Derby Talk is a forum for Pinewood Derby, Awana Grand Prix, Kub Kar Rally, Shape N Race Derby, Space Derby, Raingutter Regatta and other similar races where a child and an adult work together to create a race vehicle and a lot of fun and memories
We take four photos of each car: front left, front right, rear left, rear right. This way the boy and family has a record of the car (and we can take a look later if a car in a future year looks a bit "too familiar". )
Our family's cars:
3rd overall - Duncan (our son), "DuncMobile". Standard wedge with a marble "energy source" encased by 1/4" Pb wire "roll cage"/weight. Driver (apparently texting) came from a set of plastic "public safety workers".
4th place, Adult - my "Bus-ted" bus (tall block) - faster than expected, considering the size. Lighting system came from a deceased LED plastic sword.
8th place, Adult - I wasn't planning on making a second car, but my lovely wife wanted an oval car (see 9th place below) and this was the prototype. I looked at it and realized that it resembled a signal once you slapped on the proper color circles, and "Red Light, Green Light" was born.

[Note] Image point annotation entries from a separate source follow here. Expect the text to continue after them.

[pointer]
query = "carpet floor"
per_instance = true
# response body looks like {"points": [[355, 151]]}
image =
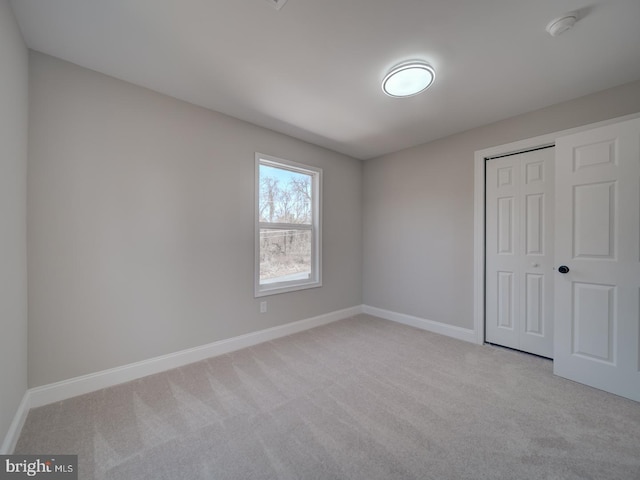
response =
{"points": [[362, 398]]}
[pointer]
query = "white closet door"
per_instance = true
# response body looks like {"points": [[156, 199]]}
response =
{"points": [[519, 251], [597, 301]]}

9th place, Adult - my wife's "Emoji Mojo" car. Given that the little people in her phone are much more important than those annoying meatbags in real life, this was a natural. But even though I gave her the best set of wheels and axles I made this year (in terms of spin-testing), I'm still in the family doghouse because it finished behind my cars.

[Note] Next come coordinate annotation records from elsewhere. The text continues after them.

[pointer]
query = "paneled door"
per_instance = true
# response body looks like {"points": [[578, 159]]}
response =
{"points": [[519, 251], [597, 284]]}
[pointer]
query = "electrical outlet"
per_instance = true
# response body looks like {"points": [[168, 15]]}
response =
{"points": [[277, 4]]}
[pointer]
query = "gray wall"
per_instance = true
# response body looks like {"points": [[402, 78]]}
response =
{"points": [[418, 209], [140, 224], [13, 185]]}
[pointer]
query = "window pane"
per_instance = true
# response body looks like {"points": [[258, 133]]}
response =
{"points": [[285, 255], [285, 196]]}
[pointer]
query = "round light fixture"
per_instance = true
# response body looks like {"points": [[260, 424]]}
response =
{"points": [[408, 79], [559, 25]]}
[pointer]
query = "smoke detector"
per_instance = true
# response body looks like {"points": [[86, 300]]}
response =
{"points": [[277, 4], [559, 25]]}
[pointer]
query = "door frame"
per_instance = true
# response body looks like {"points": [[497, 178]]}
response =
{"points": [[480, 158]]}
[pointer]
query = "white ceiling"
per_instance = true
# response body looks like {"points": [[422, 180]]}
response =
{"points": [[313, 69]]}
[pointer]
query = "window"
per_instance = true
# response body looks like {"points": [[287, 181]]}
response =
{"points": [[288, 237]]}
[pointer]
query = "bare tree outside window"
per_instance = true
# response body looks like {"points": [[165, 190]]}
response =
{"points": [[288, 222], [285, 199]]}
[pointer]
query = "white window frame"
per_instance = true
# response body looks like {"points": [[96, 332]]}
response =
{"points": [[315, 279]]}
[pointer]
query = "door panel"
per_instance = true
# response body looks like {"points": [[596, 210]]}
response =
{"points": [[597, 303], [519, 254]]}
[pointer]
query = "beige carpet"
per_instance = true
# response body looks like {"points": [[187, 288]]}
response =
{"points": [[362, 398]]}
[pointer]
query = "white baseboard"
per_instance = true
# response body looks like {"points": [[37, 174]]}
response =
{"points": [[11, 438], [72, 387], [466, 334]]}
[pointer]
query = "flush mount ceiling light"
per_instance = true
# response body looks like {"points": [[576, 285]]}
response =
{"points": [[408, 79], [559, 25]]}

One more thing: several of the cars combined rear weighting with forward-placed wheels, and the resulting CG barely ahead of the rear axle made for some... memorable racing.
Looking at the video (and from my recollection), the car was fine until it reached the level segment at the end of the vertical curve (track is a 32' {27.7' start to finish} Piantedosi.) That's when something imposes a bit of up force on the car nose, and the dance begins.
As I mentioned above, there were several cars like this this year - rear weighted but with wheels forward (long part of the block to back). The result is a CG barely in front of the rear wheels, and any change in down force in front causes the front to rise and wiggle.